We could think that involvement in a Small Group absolves us of our responsibility to fully engage on Sunday mornings. That won’t work. Sunday mornings are the primary place where God’s people gather and worship, and Small Groups allow us to dig deeper into how to apply those truths to our real lives. The Sanctuary and the living room work together.
2. I Can’t Belong in “Big Church”
When you’re a part of a big church, it’s easy to think that being in a tight-knit group is the main place where you belong. In truth, the first place is the church as a whole. This belonging is what membership accomplishes: setting us up to be fully committed to others and fully submitted to our leaders. If I call this church “my church,” I should be a member. A beautiful outgrowth of that belonging, then, is finding interpersonal community in a Small Group where I can grow.
3. I Want Best Friends
Christians can have intimacy in ways that others cannot, mainly because we share the same Spirit (1 Cor. 12:13). We should pursue friendships as a critical part of our spiritual lives. Small Group should be opportunity to grow in friendship with other believers.
But imposing a demand that every person in the group must become our closest friends is too high of an expectation. Instead, we should be intentional with others inside and outside of the group (not neglectful!). We should be willing to embrace the deep friendships that God surfaces rather than attempt to create it ourselves. As pastor and author Drew Hunter states, “In the end, the best advice for cultivating friendship is not to find a better friend but to become one.”
4. To Be with People Just Like Me
It’s always fun to find commonality. In fact, that’s usually how relationships start. But when we expect our Christian community to look just like us, we are missing something.
Jesus is the center point of Christian community. Just like Jesus’s original disciples (Matt. 10:2-4), I can be close with those who are different than me in age, background, or politics because we are both following Jesus together. That means we have supernatural fellowship.
5. For Social Hang Time
Small Group should be a place where you can let your hair down: over a meal, over a game, or in conversation. Small Groups don’t just gather for intentional discussion; they connect beyond that time as well.
But expecting a Small Group to fulfill all your social desires will be disappointing. Others may not be available, or they may be more intentional than just hanging out.
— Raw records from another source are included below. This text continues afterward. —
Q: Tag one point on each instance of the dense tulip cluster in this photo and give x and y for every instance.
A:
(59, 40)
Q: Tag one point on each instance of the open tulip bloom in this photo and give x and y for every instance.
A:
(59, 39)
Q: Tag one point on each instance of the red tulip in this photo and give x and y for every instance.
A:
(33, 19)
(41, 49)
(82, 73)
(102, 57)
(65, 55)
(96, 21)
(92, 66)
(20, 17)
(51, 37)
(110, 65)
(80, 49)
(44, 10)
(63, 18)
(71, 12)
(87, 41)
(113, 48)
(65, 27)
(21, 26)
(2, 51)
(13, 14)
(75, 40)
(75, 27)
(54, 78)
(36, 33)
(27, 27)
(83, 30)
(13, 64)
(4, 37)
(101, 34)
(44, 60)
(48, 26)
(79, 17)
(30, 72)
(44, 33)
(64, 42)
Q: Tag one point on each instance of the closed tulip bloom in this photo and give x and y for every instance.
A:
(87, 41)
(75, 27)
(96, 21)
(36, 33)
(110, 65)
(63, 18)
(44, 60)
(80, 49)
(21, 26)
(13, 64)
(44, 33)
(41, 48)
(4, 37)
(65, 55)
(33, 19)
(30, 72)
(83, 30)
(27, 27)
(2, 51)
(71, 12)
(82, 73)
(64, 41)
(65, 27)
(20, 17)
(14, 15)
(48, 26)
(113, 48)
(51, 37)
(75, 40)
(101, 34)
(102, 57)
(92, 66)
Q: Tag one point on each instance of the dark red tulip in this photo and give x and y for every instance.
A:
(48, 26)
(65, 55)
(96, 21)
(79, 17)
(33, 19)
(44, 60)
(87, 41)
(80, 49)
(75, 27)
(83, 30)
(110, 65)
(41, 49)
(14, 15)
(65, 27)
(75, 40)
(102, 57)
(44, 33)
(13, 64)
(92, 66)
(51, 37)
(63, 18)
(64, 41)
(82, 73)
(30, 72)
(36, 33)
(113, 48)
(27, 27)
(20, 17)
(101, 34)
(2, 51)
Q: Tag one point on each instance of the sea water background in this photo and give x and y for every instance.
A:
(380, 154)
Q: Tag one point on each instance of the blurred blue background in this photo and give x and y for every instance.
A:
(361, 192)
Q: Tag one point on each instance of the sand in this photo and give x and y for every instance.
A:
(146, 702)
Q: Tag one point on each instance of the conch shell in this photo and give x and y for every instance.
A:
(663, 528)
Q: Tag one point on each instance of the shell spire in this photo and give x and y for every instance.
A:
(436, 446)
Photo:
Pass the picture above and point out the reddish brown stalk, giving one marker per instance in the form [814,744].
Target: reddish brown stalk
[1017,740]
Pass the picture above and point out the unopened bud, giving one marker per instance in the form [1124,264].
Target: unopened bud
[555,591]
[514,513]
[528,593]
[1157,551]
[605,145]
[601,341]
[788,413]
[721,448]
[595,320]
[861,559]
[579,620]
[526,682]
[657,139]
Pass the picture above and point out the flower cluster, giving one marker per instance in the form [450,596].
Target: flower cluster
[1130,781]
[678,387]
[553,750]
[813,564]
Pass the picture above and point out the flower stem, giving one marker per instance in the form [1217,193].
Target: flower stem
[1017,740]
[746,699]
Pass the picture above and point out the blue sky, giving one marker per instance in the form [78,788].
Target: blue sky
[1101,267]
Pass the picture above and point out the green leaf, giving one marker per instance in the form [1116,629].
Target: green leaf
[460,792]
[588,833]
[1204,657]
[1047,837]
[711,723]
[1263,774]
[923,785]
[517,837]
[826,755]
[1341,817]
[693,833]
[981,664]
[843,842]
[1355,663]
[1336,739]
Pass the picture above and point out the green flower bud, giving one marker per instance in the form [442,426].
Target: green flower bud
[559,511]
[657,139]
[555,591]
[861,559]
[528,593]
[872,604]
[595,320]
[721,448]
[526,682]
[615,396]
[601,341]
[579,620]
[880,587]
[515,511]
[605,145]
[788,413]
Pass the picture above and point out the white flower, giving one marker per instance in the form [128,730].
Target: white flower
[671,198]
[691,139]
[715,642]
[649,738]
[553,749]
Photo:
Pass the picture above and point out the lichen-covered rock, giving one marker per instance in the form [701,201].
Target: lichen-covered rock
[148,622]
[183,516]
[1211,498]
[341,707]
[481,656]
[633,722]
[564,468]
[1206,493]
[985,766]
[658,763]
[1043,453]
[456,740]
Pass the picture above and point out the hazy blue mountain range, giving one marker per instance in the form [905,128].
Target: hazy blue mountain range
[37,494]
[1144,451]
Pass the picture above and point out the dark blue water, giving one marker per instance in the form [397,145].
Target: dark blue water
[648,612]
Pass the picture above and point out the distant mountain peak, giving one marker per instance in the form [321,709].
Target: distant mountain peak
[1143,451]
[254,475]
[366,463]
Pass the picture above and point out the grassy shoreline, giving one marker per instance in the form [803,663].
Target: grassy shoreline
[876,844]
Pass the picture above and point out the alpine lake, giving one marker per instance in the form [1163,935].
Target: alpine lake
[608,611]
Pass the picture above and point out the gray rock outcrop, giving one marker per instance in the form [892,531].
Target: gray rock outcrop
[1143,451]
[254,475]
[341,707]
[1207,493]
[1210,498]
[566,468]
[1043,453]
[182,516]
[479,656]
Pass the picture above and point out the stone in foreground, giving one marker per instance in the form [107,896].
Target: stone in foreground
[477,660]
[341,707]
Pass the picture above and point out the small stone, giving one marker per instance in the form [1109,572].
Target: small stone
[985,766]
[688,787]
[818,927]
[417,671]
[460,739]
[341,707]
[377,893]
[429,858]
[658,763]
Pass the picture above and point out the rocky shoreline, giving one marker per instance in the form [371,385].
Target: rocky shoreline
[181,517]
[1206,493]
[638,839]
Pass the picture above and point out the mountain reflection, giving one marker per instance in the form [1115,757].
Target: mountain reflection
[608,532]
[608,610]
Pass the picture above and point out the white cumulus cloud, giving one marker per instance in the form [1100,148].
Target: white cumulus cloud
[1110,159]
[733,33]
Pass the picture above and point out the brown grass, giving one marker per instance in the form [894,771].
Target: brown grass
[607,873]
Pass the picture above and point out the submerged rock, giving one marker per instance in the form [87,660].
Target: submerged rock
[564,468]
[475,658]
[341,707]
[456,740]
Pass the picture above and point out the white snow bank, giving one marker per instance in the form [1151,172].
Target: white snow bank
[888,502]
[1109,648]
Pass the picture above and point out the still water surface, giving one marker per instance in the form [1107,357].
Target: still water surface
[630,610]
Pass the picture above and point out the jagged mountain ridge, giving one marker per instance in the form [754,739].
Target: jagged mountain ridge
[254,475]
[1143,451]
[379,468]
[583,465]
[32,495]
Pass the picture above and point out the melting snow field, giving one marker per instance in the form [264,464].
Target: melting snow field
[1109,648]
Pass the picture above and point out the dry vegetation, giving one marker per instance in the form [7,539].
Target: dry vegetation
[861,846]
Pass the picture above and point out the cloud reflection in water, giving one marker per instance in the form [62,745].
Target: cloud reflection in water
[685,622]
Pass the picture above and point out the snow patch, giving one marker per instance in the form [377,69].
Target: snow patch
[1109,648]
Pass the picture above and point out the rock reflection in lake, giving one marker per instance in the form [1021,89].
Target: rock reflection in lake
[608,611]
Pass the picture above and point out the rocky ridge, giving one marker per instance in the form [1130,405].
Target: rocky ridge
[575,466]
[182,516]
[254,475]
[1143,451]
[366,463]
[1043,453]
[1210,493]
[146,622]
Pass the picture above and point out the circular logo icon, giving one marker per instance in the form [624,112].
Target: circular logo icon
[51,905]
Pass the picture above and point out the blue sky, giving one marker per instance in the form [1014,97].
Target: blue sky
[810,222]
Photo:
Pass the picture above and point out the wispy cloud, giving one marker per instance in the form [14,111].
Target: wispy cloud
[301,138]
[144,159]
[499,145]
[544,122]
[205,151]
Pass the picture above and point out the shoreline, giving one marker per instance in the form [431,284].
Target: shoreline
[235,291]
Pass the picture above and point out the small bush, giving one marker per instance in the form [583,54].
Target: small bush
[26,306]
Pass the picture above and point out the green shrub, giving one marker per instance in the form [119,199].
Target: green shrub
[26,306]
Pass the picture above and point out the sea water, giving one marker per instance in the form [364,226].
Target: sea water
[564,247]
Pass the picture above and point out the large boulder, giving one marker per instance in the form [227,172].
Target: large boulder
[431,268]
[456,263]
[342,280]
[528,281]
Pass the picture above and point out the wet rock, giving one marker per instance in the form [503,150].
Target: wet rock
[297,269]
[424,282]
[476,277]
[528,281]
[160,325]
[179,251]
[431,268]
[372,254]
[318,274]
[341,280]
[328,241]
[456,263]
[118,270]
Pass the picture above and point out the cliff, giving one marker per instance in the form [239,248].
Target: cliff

Certainly, the Small Group gathering is more than a hangout: it’s a time for real spiritual conversation and sincere prayer.
6. To Find a Bible Study
Often, the goal of a Bible study is to learn more. That’s not the goal of a Small Group. A Small Group leans toward applying what is learned. In my Small Group, for example, we help each other live out what our group is learning in God’s Word. We care for one another when we fall short, and we carry others’ burdens of sin or suffering.
How Do I Get It Right?
Don’t be discouraged about these misguided motivations. If you know that life is hard alone and you are looking for a small community that can help you find hope, you are in the right mindset to find a Small Group.
If anything, this list reminds us that we are broken people who can get off track. We need hope, and we need to find hope together with others. That’s exactly what a Small Group is for.